Lights on a Ground of Darkness
Poet Ted Kooser’s refreshingly compact meditation on his youth in Eastern Iowa is an essential addition to the growing number of prose autobiographical works by established Midwestern poets (see Mary Swander’s The Desert Pilgrim and Debra Marquart’s The Horizontal World: Growing Up in the Middle of Nowhere). Kooser is nothing if not established, with several award-winning books among the twelve volumes of poetry he has published—most recently, Valentines—and his recent position as U.S. Poet Laureate 2004-2006.
Kooser swoops into the landscape of the East bank of the Mississippi, in Northern Iowa, painting a picture of Guttenberg, a town that barely supported whatever slight trade took place many generations ago. Gradually, readers meet the large extended family that Kooser knew as a boy. All of these figures are gently rendered; one of the central, recurring figures is his Uncle Elvy, who suffered from cerebral palsy, but was dearly loved and more than adequately cared for by Kooser’s grandparents and other family members.

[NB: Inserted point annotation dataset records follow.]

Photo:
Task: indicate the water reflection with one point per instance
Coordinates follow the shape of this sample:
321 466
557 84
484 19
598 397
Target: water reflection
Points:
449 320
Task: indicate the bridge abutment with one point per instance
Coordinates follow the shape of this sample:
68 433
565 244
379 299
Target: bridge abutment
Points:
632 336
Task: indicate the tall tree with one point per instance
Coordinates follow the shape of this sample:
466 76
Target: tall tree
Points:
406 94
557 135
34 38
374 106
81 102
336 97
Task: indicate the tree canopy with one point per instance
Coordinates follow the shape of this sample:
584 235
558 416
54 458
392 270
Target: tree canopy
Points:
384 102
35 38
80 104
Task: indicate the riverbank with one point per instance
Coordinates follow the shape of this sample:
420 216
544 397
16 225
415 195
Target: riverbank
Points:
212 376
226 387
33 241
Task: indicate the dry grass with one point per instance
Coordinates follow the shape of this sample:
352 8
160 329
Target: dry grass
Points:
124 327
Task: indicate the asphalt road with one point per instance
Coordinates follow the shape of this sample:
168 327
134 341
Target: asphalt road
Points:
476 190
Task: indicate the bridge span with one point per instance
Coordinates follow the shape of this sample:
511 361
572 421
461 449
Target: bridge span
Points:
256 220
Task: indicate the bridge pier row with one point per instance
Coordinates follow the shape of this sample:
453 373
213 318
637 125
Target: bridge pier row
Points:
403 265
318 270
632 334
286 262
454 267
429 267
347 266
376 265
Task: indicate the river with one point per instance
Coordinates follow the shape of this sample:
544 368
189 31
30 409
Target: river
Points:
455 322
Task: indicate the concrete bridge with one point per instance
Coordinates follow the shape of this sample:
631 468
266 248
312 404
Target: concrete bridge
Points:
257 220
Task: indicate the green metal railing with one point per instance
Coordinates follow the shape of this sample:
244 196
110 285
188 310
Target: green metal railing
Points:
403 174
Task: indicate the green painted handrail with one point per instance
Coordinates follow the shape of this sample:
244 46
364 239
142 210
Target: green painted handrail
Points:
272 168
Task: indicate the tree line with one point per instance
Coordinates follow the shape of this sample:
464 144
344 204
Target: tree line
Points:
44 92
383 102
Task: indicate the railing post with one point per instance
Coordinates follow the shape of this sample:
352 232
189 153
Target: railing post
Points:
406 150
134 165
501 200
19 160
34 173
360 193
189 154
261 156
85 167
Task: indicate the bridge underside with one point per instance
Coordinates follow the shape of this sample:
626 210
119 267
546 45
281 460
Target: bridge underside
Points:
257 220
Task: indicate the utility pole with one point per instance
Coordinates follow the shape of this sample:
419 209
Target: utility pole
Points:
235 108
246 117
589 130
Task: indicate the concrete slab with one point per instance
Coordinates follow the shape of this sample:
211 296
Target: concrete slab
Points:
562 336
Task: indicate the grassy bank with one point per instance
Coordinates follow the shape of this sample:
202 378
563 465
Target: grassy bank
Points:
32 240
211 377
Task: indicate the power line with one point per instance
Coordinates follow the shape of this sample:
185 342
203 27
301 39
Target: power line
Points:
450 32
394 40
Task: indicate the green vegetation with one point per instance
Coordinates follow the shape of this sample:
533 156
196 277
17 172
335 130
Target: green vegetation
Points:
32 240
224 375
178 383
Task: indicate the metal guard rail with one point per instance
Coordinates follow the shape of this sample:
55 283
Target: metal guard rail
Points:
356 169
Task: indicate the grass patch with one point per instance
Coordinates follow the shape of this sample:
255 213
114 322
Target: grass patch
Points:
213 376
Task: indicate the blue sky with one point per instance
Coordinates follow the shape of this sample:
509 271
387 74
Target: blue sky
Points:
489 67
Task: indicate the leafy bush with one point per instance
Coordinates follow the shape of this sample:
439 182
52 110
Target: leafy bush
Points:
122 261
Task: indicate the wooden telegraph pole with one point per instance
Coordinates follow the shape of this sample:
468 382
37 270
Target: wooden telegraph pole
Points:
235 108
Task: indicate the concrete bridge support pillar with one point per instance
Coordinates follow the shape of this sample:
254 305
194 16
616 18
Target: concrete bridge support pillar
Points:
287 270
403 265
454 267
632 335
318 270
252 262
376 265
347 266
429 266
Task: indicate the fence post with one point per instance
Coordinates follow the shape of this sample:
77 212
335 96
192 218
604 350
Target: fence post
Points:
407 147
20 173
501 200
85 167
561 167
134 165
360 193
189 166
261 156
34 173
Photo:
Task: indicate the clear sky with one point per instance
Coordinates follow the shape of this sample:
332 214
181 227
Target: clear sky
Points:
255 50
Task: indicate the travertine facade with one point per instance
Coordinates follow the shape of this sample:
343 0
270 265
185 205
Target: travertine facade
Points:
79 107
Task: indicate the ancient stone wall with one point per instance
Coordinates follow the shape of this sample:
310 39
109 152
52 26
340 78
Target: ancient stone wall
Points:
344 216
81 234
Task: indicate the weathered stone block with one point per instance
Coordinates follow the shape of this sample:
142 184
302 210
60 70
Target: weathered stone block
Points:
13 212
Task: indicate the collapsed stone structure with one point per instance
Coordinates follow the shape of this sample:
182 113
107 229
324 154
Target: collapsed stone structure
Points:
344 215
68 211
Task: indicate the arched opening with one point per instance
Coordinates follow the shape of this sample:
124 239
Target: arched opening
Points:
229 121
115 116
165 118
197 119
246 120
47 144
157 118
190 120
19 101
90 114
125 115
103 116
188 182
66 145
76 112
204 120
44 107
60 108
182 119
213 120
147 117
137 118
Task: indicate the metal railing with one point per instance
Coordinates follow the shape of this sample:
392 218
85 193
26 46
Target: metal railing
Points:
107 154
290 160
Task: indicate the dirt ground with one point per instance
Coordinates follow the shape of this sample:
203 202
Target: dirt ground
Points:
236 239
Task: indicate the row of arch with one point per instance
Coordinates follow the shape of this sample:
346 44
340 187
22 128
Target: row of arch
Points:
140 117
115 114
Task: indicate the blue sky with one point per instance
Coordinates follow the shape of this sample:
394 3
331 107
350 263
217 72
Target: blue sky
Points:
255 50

Kooser’s narrative does require more than casual attention. The poet in him can’t resist experimentation, however slight, in the sense of jump-cuts to different points in his family’s history, and sometimes these can catch the reader by surprise. What remains constant throughout the book, however, is a sense of the love that his family had for each other, and lack of concern over their economic hardships. Kooser never lets the reader forget that he’s telling the story, and ultimately the book becomes a meditation on his own life and relationship to his parents. From a light, episodic, and uplifting series of vignettes that carry the reader through the first two-thirds of the book, Kooser leads us to the sobering ends of the lives of his grandfather, Uncle Elvy, his father, and finally his mother, for whom (Kooser states in the preface) he was driven to finish the book.

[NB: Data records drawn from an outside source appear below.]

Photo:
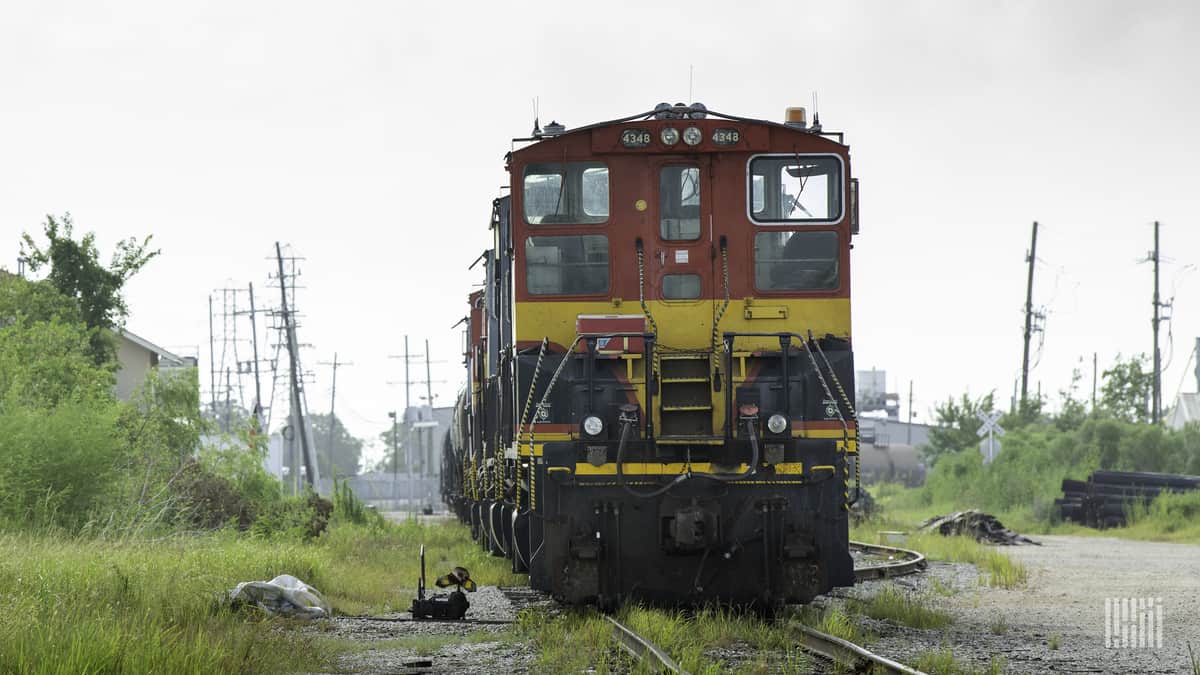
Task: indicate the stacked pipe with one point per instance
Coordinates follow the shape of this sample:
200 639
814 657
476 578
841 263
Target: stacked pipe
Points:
1107 496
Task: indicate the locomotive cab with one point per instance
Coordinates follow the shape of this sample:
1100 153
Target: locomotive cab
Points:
660 402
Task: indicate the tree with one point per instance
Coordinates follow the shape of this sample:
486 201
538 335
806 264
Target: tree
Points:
25 303
957 425
77 273
347 449
1126 389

Readers looking for a vivid description of the landscape and human condition in the early twentieth-century Midwest will be satisfied, as will readers looking for a metaphysical meditation on the nature of our perception of time and what survives in our memories. Irises are a recurring motif throughout Kooser’s narrative, with iris roots being passed from generation to generation in his family, relocating and blooming anew with each new recipient. A fitting play on words, perhaps, since the iris is also what regulates the amount of light entering the eye. Kooser’s book is a gift—his irises are open wide, and his book will open those of his readers, to fully appreciate the fragility of life and a family’s love.